İkinci Londra Seferi

Ancak Birinci Londra Bozgunu’ndan sonra düzenlenecek olan İkinci Londra Seferi’nin 24 Haziran’a kadar dahi bir rahatlama sağlamaya yeteceği şüpheli. Örneğin, Financial Times’ın başyazarı Martin Wolf’un, Türkiye’deki son dönemdeki gelişmeleri aktardığı videosu ile desteklenmiş 25 Mayıs tarihli bir yazıda ekonominin kırılganlıkları yeniden özetlenmiş.

Ancak videodaki ikinci soruyu yanıtlarken Wolf’un söylediği daha önemli bir şey var: Erdoğan 24 Haziran’da kazansa dahi, sonrasında piyasaların güvenini sağlayabileceği şüpheli. Bunun anlamı şu: Türkiye’nin 2001 krizinden sonra uygulayageldiği birikim modeli tıkanmıştır. Küresel finans sistemi için gündemde olan, bu tıkanıklığı aşacak ve birikim modelinin söküklerini dikerek yeniden onaracak bir aktörün bulunmasıdır.

Zaten Erdoğan, tam da bunu hissettiği için “küresel yönetişime bağlıyız” şeklinde bir açıklama yapmak zorunda kalmıştır.

Bu noktada, seçimlere bir aydan az bir süre kalmışken ana muhalefet partisinin tavrı daha kritik hale geliyor. CHP liderliğinin Abdullah Gül’ün adaylığını dahi kabullendiğini düşünürsek, uluslararası sermaye tarafından desteklenen bir restorasyon hükümeti rolünü üstlenmeye meyletmesini beklemek çok şaşırtıcı olmayacaktır. Hatta, böyle bir ihtimalin gerçekleşmesi durumunda “yatırımcı demokrasisi” tesis edileceği için kısa süreli bir rahatlama yaşanması da sürpriz olmamalı.
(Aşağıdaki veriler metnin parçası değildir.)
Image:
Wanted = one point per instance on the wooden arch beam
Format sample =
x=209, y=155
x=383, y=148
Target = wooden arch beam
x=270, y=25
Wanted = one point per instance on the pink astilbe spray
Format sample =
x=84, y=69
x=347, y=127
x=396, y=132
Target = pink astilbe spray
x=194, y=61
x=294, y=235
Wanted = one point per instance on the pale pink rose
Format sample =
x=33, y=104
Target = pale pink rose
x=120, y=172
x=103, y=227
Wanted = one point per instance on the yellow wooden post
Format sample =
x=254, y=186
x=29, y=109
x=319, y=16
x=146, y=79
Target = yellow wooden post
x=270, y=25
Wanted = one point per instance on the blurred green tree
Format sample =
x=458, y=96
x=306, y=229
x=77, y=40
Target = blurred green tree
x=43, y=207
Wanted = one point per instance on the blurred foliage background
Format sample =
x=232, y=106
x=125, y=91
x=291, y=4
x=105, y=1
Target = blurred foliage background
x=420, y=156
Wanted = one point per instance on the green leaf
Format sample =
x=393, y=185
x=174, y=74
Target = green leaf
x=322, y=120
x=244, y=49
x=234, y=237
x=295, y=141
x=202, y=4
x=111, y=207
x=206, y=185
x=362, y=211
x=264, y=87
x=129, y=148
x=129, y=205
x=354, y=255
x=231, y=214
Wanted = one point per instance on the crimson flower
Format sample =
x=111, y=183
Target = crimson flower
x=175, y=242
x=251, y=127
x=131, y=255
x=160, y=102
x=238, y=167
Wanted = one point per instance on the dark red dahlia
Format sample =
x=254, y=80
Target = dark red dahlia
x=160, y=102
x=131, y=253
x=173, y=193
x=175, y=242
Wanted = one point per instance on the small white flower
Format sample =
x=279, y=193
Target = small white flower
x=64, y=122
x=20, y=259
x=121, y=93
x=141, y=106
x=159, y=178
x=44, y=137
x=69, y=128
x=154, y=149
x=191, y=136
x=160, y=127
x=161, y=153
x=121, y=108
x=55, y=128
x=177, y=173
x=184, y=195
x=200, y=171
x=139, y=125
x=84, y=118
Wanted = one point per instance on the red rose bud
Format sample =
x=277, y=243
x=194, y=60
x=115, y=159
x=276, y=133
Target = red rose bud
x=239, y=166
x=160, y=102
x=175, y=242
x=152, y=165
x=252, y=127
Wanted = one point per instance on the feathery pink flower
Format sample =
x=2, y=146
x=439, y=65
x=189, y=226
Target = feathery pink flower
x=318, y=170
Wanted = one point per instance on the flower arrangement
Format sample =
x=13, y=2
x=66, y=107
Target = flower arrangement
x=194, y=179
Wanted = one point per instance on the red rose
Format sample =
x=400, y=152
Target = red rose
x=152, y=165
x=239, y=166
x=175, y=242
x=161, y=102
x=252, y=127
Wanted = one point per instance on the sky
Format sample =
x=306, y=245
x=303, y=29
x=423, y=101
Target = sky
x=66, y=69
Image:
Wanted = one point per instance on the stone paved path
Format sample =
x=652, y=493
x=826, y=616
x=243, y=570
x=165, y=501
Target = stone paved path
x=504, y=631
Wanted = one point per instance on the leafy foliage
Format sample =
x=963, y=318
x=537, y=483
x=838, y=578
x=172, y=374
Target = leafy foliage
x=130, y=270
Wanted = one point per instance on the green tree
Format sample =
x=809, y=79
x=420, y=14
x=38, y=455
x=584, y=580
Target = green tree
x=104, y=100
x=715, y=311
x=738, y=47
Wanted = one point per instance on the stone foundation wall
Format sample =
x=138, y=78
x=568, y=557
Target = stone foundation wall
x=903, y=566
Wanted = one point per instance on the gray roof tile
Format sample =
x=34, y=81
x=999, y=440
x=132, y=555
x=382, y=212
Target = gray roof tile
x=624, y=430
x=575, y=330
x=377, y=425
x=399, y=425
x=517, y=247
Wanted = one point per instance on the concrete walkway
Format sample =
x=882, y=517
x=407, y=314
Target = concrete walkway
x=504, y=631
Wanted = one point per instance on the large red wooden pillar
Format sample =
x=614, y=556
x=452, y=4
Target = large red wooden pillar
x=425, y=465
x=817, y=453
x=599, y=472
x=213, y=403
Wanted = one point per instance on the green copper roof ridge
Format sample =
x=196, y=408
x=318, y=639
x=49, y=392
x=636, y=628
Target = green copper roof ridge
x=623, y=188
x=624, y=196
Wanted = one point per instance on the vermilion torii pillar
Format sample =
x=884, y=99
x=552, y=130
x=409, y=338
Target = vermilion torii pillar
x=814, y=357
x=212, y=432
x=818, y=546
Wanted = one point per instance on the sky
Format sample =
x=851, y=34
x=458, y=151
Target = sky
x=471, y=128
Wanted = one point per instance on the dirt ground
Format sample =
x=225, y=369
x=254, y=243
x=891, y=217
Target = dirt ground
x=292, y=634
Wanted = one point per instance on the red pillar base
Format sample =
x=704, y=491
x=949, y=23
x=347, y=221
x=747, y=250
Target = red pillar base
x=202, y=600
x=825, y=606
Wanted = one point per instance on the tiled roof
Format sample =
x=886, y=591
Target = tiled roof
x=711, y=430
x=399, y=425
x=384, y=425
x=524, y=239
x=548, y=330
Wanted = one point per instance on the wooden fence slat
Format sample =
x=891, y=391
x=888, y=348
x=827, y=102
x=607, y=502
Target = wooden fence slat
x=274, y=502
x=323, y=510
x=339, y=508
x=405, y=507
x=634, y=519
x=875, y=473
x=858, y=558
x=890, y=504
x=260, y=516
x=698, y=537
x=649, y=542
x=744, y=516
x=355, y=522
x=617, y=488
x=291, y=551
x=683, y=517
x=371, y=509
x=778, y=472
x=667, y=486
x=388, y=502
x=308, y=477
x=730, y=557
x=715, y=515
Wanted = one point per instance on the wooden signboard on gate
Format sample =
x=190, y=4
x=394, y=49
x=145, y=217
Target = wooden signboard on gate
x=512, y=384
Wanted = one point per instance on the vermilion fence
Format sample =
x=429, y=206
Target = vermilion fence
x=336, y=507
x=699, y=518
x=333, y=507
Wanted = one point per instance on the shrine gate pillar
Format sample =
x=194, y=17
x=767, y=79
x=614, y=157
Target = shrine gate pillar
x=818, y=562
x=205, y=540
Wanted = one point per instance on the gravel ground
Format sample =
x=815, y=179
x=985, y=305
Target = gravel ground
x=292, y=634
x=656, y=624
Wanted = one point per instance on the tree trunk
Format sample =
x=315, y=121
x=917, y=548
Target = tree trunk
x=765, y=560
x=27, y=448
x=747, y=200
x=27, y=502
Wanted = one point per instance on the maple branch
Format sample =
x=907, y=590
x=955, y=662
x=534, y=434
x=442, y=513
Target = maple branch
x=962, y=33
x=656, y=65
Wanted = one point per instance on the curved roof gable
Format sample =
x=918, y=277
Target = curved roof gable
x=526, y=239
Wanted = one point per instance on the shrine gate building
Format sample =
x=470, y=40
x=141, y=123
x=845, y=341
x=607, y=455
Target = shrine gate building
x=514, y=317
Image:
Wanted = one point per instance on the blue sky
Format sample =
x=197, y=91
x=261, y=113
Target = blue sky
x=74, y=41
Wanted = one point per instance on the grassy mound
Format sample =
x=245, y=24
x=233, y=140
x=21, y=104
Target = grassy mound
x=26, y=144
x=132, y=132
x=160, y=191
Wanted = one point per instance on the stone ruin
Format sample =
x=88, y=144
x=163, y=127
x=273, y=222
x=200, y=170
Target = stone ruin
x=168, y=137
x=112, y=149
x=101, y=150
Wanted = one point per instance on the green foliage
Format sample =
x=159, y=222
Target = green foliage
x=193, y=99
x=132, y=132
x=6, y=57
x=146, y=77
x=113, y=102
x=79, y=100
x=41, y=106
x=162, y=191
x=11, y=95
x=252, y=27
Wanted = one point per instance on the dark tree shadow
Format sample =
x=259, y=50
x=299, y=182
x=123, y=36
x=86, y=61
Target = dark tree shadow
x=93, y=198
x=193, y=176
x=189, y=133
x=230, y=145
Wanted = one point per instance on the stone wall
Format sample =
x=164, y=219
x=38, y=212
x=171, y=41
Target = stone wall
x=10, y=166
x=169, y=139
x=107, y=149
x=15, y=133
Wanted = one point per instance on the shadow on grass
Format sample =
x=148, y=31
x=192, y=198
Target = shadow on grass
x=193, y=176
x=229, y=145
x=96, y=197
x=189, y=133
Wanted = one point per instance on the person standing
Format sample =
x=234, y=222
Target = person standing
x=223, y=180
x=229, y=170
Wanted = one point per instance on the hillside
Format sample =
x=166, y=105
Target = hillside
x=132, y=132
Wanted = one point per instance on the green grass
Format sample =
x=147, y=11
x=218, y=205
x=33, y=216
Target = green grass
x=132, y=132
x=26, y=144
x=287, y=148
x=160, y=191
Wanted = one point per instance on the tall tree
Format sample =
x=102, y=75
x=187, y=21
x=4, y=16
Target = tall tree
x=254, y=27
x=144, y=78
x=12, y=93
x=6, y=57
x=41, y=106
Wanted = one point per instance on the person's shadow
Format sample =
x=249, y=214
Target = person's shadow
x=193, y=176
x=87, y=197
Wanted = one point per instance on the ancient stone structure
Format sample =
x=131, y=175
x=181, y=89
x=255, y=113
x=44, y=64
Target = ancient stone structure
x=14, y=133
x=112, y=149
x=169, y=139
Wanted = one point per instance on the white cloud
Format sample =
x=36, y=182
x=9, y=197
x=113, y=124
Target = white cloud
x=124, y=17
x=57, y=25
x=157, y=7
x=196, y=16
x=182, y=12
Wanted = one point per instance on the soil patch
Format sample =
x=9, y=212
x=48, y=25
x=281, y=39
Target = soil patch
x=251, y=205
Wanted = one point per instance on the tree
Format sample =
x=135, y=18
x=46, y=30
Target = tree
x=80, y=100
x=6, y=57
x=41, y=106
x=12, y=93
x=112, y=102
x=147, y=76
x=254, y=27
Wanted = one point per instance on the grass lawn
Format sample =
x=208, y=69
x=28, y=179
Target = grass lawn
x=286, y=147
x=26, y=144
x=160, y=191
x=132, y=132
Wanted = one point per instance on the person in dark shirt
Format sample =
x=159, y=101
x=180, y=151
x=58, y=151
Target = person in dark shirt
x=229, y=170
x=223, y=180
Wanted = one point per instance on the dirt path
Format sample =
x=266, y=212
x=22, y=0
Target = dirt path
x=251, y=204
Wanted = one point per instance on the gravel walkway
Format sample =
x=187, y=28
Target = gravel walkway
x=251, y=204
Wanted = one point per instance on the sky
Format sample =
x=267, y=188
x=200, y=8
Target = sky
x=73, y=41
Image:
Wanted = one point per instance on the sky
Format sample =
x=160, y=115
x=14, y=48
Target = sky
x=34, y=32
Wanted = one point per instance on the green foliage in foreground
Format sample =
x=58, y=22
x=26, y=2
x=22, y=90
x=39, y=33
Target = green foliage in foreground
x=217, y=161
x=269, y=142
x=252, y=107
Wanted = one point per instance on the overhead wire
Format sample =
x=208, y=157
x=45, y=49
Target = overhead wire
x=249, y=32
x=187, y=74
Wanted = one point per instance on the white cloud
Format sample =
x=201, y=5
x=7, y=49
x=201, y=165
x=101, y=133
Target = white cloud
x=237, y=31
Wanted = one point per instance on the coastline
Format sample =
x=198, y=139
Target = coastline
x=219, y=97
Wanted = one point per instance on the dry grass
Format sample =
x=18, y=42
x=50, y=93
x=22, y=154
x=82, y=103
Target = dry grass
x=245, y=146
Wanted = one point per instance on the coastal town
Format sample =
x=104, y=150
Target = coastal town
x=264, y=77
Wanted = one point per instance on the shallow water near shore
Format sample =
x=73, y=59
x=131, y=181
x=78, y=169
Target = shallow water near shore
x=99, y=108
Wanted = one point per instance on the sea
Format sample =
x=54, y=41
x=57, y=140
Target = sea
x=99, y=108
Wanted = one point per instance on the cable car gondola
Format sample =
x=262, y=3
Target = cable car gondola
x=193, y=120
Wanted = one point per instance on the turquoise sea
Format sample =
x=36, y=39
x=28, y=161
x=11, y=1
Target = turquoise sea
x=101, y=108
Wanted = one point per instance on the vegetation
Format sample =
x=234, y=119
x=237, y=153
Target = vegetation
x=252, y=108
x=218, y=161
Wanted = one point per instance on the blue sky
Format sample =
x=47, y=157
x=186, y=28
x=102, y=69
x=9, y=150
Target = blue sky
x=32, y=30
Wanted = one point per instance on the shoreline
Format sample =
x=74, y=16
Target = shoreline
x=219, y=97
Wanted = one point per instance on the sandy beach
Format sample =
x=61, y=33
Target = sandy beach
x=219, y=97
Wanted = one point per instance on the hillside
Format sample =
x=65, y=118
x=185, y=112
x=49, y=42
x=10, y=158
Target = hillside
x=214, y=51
Seçimleri kimin kazanacağından bağımsız olarak görünen o ki, Türkiye siyasetini 1990’lı yıllara benzetecek olan “yapısal uyum açmazı” yeniden gündeme gelebilir. İktidara gelebilmek için geniş toplum kesimlerine refah vaat edip hükümete gelince “acı reçete” içiren partilerin sürekli iktidardan düşmelerini ifade eden “yapısal uyum açmazı”, önümüzdeki dönemde yeniden istikrarsızlık yaratan bir dinamik olarak işleyebilir.

Sağda çıkmaz sokak var!

Ancak bu kısa süreli rahatlama, “acı reçeteyi” uygulama zorunluluğu ile karşılaşılınca hızla ortadan kalkacaktır. Seçimleri kimin kazanacağından bağımsız olarak görünen o ki, Türkiye siyasetini 1990’lı yıllara benzetecek olan “yapısal uyum açmazı” yeniden gündeme gelebilir. Bir başka ifadeyle, iktidara gelebilmek için geniş toplum kesimlerine refah vaat edip hükümete gelince “acı reçete” içiren partilerin sürekli iktidardan düşmelerini ifade eden “yapısal uyum açmazı”, önümüzdeki dönemde yeniden istikrarsızlık yaratan bir dinamik olarak işleyebilir.

Avrupa’da 2008 krizi sonrası siyasi partilerin oy oranlarına bakıldığında, bu açmazdan çıkabilen tek partinin Büyük Britanya’da, Jeremy Corbyn liderliğindeki İşçi Partisi olduğunu görüyoruz. Buradan çıkan mesaj açık: Direksiyonu sağa bükünce gidilen yol çıkmaz bir sokak, sola bükünce en azından farklı olasılıklara kapı aralanabilir.